I don’t know that I will get to the ocean this year, but my husband and I recently returned from a vacation on the North Shore of Lake Superior in Minnesota. Lake Superior is so big it almost qualifies as an ocean. (My husband commented that it smelled better that the ocean. Frankly, I like the smell of the salt sea and decaying kelp, if it isn’t too pungent.)
The lake is serene, more so than the ocean, though the waves can be constant and substantial. We stayed at Lutsen Resort, which is located where the Poplar River enters Lake Superior. We heard the babbling creek through the open window, whenever we were in our room to listen. (And the food in their restaurant was good, too.)
The North Shore features a series of rivers cascading into Lake Superior. Minnesota has done a lovely job of creating state parks at each juncture. We visited several of the parks in 2010. This summer, we went to Grand Portage State Park and Cascade River State Park, both of which feature impressive waterfalls.
Grand Portage State Park is the site of the highest waterfall in Minnesota. The 120-foot cascade on the Pigeon River, located just above where the river enters Lake Superior, may not be Niagara, but it is high enough to make an impression.
The Pigeon River is the boundary between the U.S. and Canada at this point, so we looked across the falls to a foreign country. (My husband did not have his passport with him, so this was as close to Canada as we could get.)
In addition to the state park, we visited nearby Grand Portage National Monument, operated by the National Park Service. The national monument memorializes the northern fur trade route that ran from Montreal on the St. Lawrence River to the far western regions of Canada. The North West Company operated in this location until the early 1800s.
There were 36 portages between Montreal and Lake Superior, and another 36 portages between Lake Superior and the western Canadian lakes. The Grand Portage – which we glimpsed at the state park – ran from Lake Superior up past the falls on the Pigeon to where the river became navigable by canoe.

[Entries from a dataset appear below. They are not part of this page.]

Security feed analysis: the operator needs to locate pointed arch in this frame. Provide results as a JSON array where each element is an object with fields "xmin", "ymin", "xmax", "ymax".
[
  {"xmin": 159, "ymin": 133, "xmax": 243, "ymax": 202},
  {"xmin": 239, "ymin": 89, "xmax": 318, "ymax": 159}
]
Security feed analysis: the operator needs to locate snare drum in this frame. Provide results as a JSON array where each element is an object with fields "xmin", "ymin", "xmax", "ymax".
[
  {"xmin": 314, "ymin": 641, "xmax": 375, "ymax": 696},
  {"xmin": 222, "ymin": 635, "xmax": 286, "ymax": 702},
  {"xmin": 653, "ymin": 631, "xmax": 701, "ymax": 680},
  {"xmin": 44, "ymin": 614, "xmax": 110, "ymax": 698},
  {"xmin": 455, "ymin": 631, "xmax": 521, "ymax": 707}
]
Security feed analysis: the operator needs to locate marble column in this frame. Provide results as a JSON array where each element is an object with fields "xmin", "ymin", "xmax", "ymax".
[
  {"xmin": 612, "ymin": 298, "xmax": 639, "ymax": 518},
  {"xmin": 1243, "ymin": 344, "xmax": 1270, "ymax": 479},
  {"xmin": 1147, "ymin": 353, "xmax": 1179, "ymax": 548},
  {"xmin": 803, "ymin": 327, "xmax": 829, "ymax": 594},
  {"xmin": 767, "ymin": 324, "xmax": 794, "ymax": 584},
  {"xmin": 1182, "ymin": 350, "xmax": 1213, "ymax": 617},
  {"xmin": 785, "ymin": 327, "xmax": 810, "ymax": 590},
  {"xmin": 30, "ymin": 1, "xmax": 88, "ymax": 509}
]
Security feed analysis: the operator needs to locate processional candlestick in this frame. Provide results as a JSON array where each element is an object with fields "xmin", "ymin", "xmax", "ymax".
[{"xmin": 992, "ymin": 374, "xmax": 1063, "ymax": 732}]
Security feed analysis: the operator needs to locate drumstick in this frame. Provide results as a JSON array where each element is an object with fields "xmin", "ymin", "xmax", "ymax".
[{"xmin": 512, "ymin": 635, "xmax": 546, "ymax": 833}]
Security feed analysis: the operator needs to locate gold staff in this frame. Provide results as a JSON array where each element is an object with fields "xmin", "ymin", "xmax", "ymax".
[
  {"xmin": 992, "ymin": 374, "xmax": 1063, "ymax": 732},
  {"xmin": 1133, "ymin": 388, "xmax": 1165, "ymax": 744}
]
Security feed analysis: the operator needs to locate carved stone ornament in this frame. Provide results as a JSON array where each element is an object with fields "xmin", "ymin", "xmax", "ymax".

The voyageurs’ portaging was not a simple matter of carrying a lightweight Kevlar canoe and a day pack. The voyageurs had to load and unload a canoe that could carry four tons of goods. So 36 times between from Montreal and Lake Superior, the voyageurs of the 18th and early 19th century unloaded and carried their canoe and its four tons of trade goods – furs on the journey from the west, and all the materiel imported to exchange for those furs from the east – and then reloaded the canoe till the next portage.
A trip from Montreal to Lake Superior could be made in 18 days – that’s two portages a day on average. None of the portages took longer than a day to complete. The labor of the voyageurs almost makes the work of the later wagon trains seem easy!
There were other fur routes as well – through the Rockies and Cascades, for example. But by the 1840s, when the Oregon Trail began serving as a conduit for emigrants, most of the fur trade had played out. The beaver population was almost extinct, and beaver hats were no longer fashionable.
We learned at the National Monument that beaver hats are actually made from only the soft undercoat of the beaver pelt. I had never closely examined a beaver hat before this trip. I was surprised to see that the hats do not look like fur, but instead like a heavy felt. The hide and the outer fur of the beaver skin are removed, and the undercoat is felted by pummeling and boiling until it is matted and thickened. (Think of how a wool sweater shrinks if it is washed.)
What have you learned on your vacations about the past?